Hide Forgot
Description of problem: On a new installed system /var/log/messages is filled by useless messages like this: /usr/sbin/irqbalance: Load average increasing, re-enabling all cpus for irq balancing The message apears every 10 seconds. Version-Release number of selected component (if applicable): irqbalance-1.0.2-1.fc16.x86_64 How reproducible: Always. Steps to Reproduce: 1. Install Fedora 16 Actual results: /var/log/messages is filled with the message above. Expected results: /var/log/messages contains only relevant messages.
It might be the crappy programmer that wrote that code ;). I designed that code to exit power save mode and log a message about it if/when we had a cpu more than a standard deviation away from the average load, and more than one irq assigned to it. I'm guessing that this system just has a lot of interrupt sources, one of which probably high volume, leading to a forced imbalance. Can we get a copy of: 1)/var/log/messages 2)/proc/interrupts I think the easiest solution is to gate that syslog on info.num_over and having at least one object in powersave mode, but I'd like to be sure nothing else is going on first. Thanks!
Created attachment 549240 [details] Messages I am also experiencing this issue on a new install of FC 16 (running in a VM). I attached part of my /var/log/messages and /proc/interrupts Hope that helps... in the meantime, is there a way to suppress these messages?
Created attachment 549241 [details] Interrupts I am also experiencing this issue on a new install of FC 16 (running in a VM). I attached part of my /var/log/messages and /proc/interrupts Hope that helps... in the meantime, is there a way to suppress these messages?
Unfortunately no, but at this point, it seems pretty clear whats going on. Anton, do you want to write this fix, or shall I?
Created attachment 549266 [details] patch to correct log spam. Heres a patch that ensures that at least one cpu is in powersave mode before logging that message. It should fix the problem. I'll have a test build for you shortly.
http://koji.fedoraproject.org/koji/taskinfo?taskID=3602402 Theres a test build with the above patch for you. Please test it out and confirm that it solves the problem for you. When you confirm I'll get it checked in upstream and for fedora
Created attachment 549714 [details] Messages
Created attachment 549715 [details] Interrupts
I applied the patch this morning. While the message does appears with a lower frequency, it does still strike me as a bit noisy.
please provide the new var/log/messages. This suggests something else is wrong, like you're constantly turning a cpu off from irq balancing then re-enabling it
http://matt.seilcampbells.com/messages Matt
ok, something isn't right here. You're getting re-enable logs on successive balance iterations. You should have at least 1 iteration between these logs. I'll take a closer look Oh! I also remembered a workaround for you. Edit the systemd unit file for irqbalance to pass --powerthresh=X to the daemon, where X is the number of CPU's in your system. That will prevent any cpu from going into powersave mode and prevent the error from triggering.

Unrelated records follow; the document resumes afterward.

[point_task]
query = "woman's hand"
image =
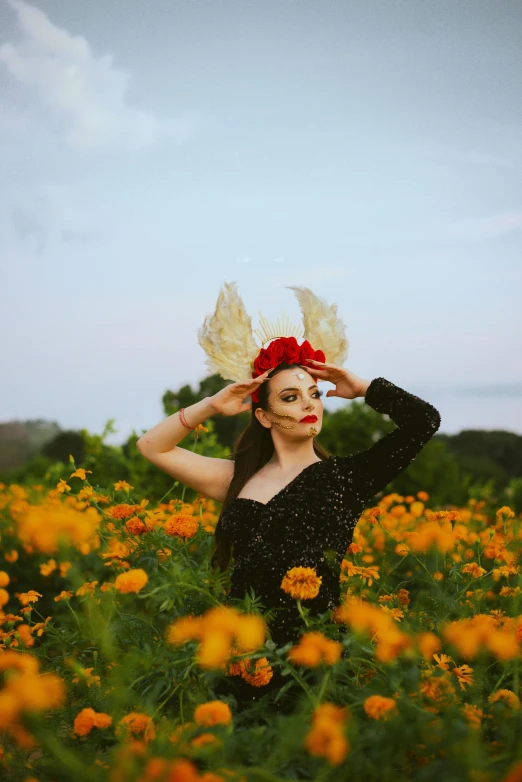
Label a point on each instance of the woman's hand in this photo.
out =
(347, 385)
(231, 399)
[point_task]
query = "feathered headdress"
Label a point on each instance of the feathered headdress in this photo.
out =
(228, 340)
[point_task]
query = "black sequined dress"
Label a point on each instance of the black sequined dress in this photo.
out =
(310, 522)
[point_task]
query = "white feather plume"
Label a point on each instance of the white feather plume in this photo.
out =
(323, 328)
(227, 337)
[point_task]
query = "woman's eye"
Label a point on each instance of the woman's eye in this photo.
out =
(292, 397)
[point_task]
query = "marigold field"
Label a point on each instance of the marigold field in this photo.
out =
(114, 635)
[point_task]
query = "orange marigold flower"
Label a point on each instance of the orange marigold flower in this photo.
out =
(474, 570)
(64, 595)
(201, 741)
(326, 736)
(86, 589)
(135, 526)
(131, 581)
(301, 583)
(464, 675)
(134, 724)
(123, 511)
(87, 719)
(28, 597)
(473, 714)
(46, 568)
(262, 670)
(181, 525)
(4, 597)
(378, 707)
(212, 713)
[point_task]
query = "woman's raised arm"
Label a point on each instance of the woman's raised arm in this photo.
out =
(372, 470)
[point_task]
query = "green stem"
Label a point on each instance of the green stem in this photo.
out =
(300, 609)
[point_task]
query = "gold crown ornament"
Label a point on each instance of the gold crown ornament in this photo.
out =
(227, 338)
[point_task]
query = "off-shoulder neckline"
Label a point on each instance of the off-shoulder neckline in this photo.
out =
(281, 491)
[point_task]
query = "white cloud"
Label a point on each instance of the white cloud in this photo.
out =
(86, 95)
(481, 227)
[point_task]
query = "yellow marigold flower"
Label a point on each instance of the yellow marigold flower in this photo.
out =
(378, 707)
(262, 670)
(134, 724)
(64, 595)
(64, 567)
(4, 597)
(46, 568)
(212, 713)
(428, 643)
(506, 511)
(201, 741)
(430, 535)
(474, 570)
(122, 486)
(135, 526)
(80, 473)
(507, 696)
(181, 525)
(417, 509)
(301, 583)
(443, 661)
(86, 589)
(37, 692)
(313, 649)
(473, 714)
(464, 675)
(87, 719)
(131, 581)
(28, 597)
(107, 586)
(123, 511)
(214, 649)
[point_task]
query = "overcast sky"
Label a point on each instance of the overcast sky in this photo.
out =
(150, 152)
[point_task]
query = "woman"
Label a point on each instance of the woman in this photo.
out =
(285, 501)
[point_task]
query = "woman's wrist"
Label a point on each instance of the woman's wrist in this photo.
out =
(364, 387)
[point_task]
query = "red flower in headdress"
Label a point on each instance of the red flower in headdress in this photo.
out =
(283, 349)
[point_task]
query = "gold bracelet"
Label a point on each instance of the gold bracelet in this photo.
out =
(184, 420)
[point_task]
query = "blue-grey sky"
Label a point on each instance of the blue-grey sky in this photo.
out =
(150, 152)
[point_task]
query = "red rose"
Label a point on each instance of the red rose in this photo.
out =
(292, 350)
(262, 362)
(277, 351)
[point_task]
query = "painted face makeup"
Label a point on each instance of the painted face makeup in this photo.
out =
(292, 395)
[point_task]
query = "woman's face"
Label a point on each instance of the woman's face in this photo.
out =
(294, 396)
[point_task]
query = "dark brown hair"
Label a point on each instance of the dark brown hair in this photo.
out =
(252, 450)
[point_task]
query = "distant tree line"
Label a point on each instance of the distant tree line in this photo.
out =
(451, 468)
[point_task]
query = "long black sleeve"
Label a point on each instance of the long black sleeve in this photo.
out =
(372, 470)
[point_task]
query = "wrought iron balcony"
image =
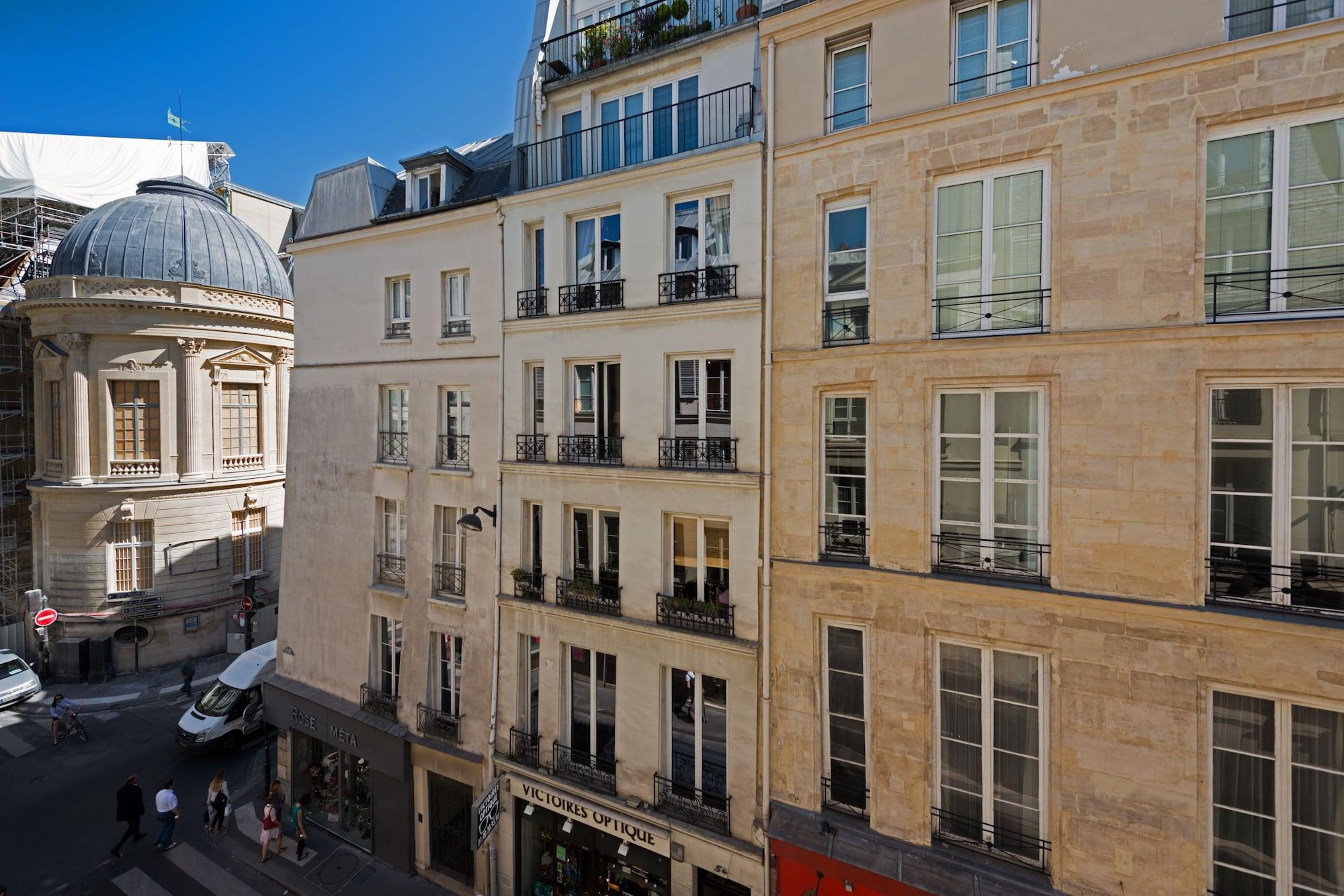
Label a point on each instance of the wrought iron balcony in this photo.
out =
(584, 769)
(635, 33)
(378, 702)
(661, 134)
(1001, 842)
(455, 452)
(604, 451)
(592, 597)
(694, 805)
(991, 315)
(700, 285)
(846, 542)
(1311, 586)
(683, 453)
(601, 296)
(995, 558)
(440, 725)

Thanks Neil, Preventing CPUs from going to sleep? Is that something I want to do? I have 24 CPUs in my home server and I would like the power savings when nobody's at home using the services they provide. Thanks for looking into the code. Good luck! Matt P.S. This is a fresh and generic Fedora install, just running the base OS, with file services turned on and the VI hypervisor for the various guests.
It doesn't prevent cpus from going to sleep, it prevents cpus from having irqs assigned to them so they can stay asleep longer. By raising the threshold, you lower the likelyhood that this will occur. If cpus don't go into powersave mode in irqbalance, then this printout shouldn't occur. Although looking at it, the threshold should already default to ULONG_MAX which suggests that something else is going on here.
so I've spent the last few hours looking at this, and for the life of me I cant see whats wrong with the code. By all rights, you shouldn't ever be able to get the message you're seeing without having an intervening message about a cpu entering powersave mode, but you don't. Is this system by any chance a virtual machine (vmware perhaps?). Does the same problem occur on your bare metal system, or possibly on a kvm virt guest. I'd like to be able to reproduce, but I need to figure out how
Sorry for the delay. I was OoO; spending some time with the family. I attached updated logs from after the patch on 2011-12-27. The show as comment number 8 and 9 or attachment 549714 [details] and 549715 for me. Yes, my system is a VM, running on VMWare with 4 CPUs assigned to it. I'm not sure if this will help or not but I also have another VM running on the same physical box with 2 CPUS assigned to it. This other VM is also running FC 16 but it does not exhibit this behavior. Perhaps there is a difference between 2 and 4 core?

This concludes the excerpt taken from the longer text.